THE MURDER of a senior jurist in Madrid on Wednesday has plunged the entire Spanish political establishment into shock and outrage. Francisco Tomas y Valiente, former president of the Spanish Constitutional Court, was shot dead in his college office.
According to witnesses and the police, the killer was a prominent member of the Basque separatist group ETA, operating unmasked although his face is well known from `wanted' posters recently distributed in the city.
The killing came just as the political parties were preparing to launch their official campaigns for crucial general elections, due to take place on March 3rd. It is the second such blow in recent days last week, the brother of a leading member of the ruling Socialist Party (PSOE) was shot in the Basque city of San Sebastian.

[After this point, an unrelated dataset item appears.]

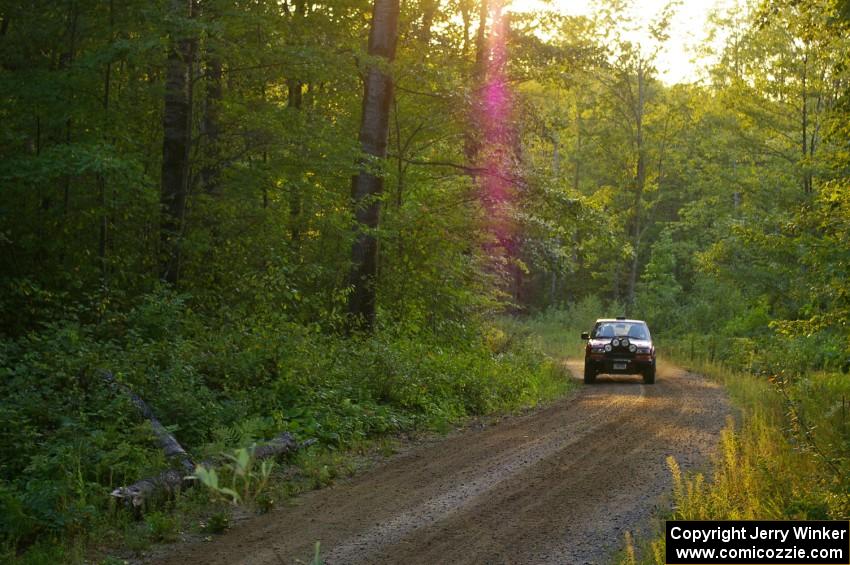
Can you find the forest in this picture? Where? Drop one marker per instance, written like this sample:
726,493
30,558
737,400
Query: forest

The long ruling PSOE president, Mr Felipe Gonzalez, was a personal friend of both men, and attended both funerals. So did the leader of the right wing opposition Partido Popular (PP), who according to opinion polls, is likely to oust him as president in March which would be the first democratic transfer of power from left to right in Spain since the 1930s.

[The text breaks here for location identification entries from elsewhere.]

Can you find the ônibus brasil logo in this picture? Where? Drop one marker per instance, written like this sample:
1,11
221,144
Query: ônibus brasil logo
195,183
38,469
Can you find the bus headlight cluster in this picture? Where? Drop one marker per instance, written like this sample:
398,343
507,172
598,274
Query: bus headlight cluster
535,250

Tomas y Valiente, while personally close to the Socialist leadership, had been noted for his independence in taking highly sensitive decisions regarding the constitutionality of their legislation.

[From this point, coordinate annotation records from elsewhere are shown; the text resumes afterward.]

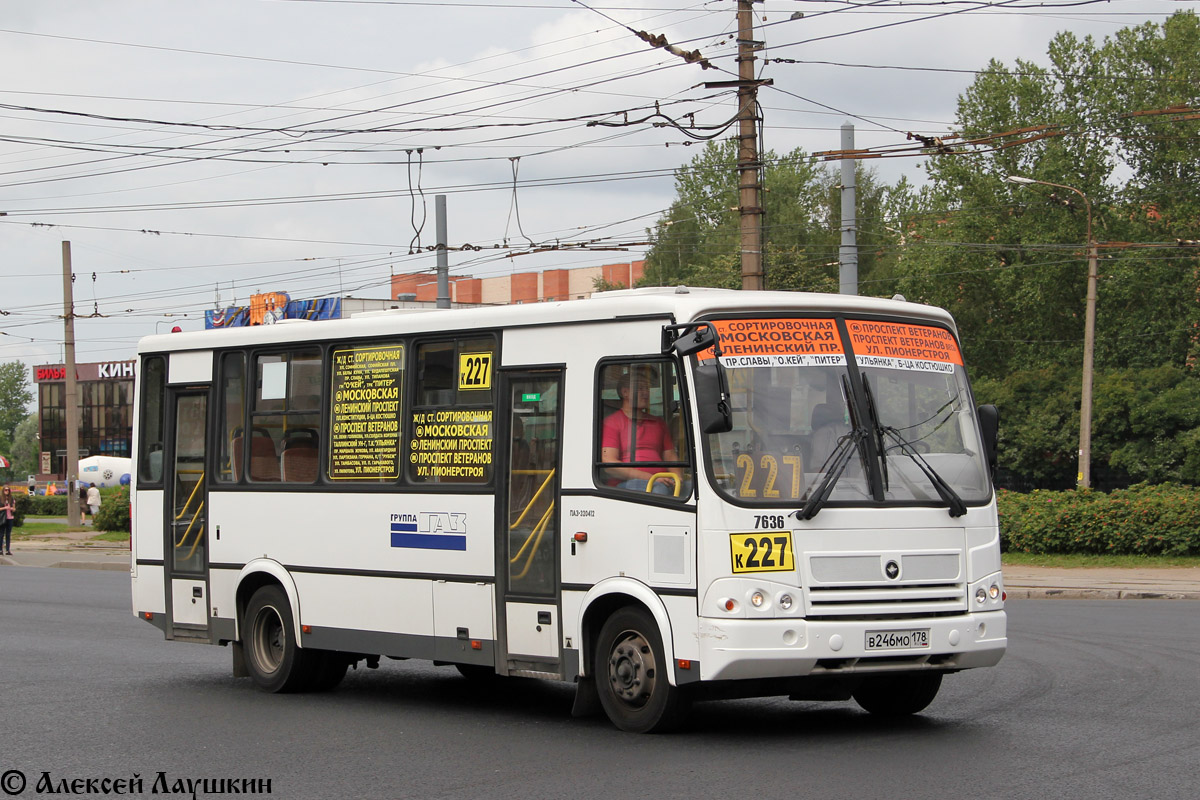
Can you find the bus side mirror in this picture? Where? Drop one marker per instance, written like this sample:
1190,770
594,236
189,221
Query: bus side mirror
989,425
712,398
712,388
694,341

Ironically, the new ETA campaign may boost Mr Gonzalez's slim chances of re election. His administration is beleaguered by serious scandals, the worst of which concerns the setting up of illegal death squads (Grupos Antiterroristas de Liberaction or GAL) to combat ETA in the 1980s.
The wave of repugnance for ETA expressed across Spain yesterday in widespread demonstrations, may actually result in sympathy and badly needed votes for those who, albeit outside the law, took a hard line against the Basque radicals in the past.